• Godot HelpProgramming
  • How to temporarily ignore a collision, and how to refer to nodes outside a script's scene?

Hi, all!

I'm creating a 2D platformer that includes ladders, and I need the vertical ladders to overlap my horizontal platform pieces. The player is a KinematicBody2D, the platform is a StaticBody2D, and the ladder is an Area2D. Using a signal in the Ladder script, When Player enters Ladder's area, the Player script allows up/down input and we can climb the ladder.

This is great until I'm going up a ladder and bonk my head on a platform piece that the ladder passes through on the way up.

When I'm not on a ladder, I absolutely do want those kinds of collisions, but when going up or down a ladder, I want to be able to walk freely up and down, past any platforms the ladder may intersect.

So I'm trying to find a way in gdscript to either: - temporarily turn off the collision detection of an external node (CollisionShape2D has a "disabled" property that can be turned on... I can't figure out how to do that from a node in another scene) - temporarily set my Player to ignore anything on the platforms layer (I don't know how to trigger this change in gdscript) - in my Player script, temporarily add a collision exception for the platform, though I've been reading about it, and still can't figure out how to word it in gdscript.

So basically, an explanation of how to do any of the above would be greatly appreciated!

Also as you can see, I don't have a grasp on how to refer to nodes that are children of other scenes. So for example, from inside my Player scene's script (extending the main node of the Player scene, which is a KinematicBody2D), how do I refer to the CollisionShape2D of my Platform scene?

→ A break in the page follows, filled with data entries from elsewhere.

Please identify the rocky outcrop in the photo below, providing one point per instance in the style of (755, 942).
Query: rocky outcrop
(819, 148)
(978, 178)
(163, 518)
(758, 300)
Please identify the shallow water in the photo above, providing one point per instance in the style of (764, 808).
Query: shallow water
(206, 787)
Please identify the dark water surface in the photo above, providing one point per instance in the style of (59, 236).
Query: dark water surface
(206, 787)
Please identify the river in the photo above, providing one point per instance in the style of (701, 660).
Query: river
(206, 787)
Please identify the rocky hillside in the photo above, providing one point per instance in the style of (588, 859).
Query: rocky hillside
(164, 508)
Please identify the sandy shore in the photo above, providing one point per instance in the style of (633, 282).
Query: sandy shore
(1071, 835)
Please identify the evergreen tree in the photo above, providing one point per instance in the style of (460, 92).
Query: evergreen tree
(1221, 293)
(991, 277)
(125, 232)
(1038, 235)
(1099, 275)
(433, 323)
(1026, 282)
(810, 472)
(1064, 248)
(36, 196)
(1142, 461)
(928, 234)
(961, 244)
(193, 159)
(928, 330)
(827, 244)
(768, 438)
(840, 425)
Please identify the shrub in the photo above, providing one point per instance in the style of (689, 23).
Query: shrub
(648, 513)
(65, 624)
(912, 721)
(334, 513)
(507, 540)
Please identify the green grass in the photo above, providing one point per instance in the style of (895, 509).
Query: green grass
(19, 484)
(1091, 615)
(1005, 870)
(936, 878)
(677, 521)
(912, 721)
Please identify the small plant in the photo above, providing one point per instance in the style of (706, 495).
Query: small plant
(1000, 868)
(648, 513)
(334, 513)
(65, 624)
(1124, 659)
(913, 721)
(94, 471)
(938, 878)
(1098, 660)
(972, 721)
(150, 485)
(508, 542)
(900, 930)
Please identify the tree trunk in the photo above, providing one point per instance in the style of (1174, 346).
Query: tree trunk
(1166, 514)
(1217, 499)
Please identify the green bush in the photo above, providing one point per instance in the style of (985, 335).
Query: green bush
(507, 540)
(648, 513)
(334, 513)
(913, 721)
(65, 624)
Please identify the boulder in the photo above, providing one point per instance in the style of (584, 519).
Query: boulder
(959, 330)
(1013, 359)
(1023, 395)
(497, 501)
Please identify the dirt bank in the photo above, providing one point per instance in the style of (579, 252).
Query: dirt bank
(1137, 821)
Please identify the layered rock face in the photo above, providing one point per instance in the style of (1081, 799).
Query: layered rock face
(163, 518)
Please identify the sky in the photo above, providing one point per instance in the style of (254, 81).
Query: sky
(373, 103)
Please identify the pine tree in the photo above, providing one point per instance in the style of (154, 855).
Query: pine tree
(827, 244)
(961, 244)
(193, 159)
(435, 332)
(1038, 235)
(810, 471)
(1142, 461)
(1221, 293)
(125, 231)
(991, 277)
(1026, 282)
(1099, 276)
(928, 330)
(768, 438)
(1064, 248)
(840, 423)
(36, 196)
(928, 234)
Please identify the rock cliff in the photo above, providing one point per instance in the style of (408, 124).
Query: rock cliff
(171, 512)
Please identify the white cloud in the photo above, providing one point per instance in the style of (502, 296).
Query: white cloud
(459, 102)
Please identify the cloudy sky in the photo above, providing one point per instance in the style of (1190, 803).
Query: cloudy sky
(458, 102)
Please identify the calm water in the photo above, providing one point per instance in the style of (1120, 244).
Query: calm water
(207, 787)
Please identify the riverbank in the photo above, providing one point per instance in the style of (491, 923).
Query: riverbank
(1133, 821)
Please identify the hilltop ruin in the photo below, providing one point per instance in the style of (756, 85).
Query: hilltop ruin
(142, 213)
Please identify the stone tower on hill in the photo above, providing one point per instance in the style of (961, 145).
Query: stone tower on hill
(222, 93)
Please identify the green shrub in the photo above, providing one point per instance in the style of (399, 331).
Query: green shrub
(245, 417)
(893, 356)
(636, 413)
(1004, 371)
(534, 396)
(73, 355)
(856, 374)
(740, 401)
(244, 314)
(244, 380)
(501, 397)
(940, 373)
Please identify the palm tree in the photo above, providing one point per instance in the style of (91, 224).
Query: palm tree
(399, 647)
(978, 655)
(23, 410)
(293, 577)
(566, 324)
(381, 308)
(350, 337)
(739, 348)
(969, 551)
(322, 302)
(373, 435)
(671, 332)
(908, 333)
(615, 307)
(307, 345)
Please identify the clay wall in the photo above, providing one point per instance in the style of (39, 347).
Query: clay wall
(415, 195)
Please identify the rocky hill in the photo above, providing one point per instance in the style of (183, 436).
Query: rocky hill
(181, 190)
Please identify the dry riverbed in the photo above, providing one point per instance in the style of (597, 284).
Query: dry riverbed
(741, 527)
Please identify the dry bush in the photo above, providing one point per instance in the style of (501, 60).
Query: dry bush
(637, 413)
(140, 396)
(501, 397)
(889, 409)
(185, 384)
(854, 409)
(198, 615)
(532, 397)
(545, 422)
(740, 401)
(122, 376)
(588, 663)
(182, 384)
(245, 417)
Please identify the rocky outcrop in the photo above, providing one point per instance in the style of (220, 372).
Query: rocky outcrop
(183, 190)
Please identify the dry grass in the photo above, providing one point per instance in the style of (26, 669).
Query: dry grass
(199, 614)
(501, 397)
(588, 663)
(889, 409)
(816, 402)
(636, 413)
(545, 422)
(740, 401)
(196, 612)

Thanks in advance for any light you may be able to shed on either of these questions!

-Mark

Referring to nodes outside of the children of the scenes themselves are very similar to referring to the child nodes, but you need to get a reference to them. For example, if you have a scene tree like the following:

  • Root
    • Player
      • Sprite
    • Robot

Then from the Player node, you have a few options for getting the various nodes in the tree:

# The sprite is easy, just use a normal get_node or $
print(get_node("Sprite").name)

# To get root, you can use get_parent
print(get_parent().name)
# Alternatively, you can use the following (I think):
print(get_node("../").name)

# To get Robot, if you know it is a child of the same parent, then you can use the following:
print(get_parent().get_node("Robot").name)
# or
print(get_node("../Robot").name)

However, the way I like to access external nodes via scripting is using exported NodePaths, so long as the node's I'm connecting are not being instanced/spawned while the game is playing:

extends Node
export (NodePath) var external_node_path
var external_node

func _ready():
	external_node = get_node(external_node_path)

As then all you have to do is select the node in the editor, and point it to the node you want, and then you can just access external_node like normal. Another way is using groups, which can be helpful if you have multiple nodes that you want to access and/or nodes that are instances/spawned rather than placed in the scene.

Hopefully that helps a bit explain how it works. If not, let me know and I'll whip up a quick example project.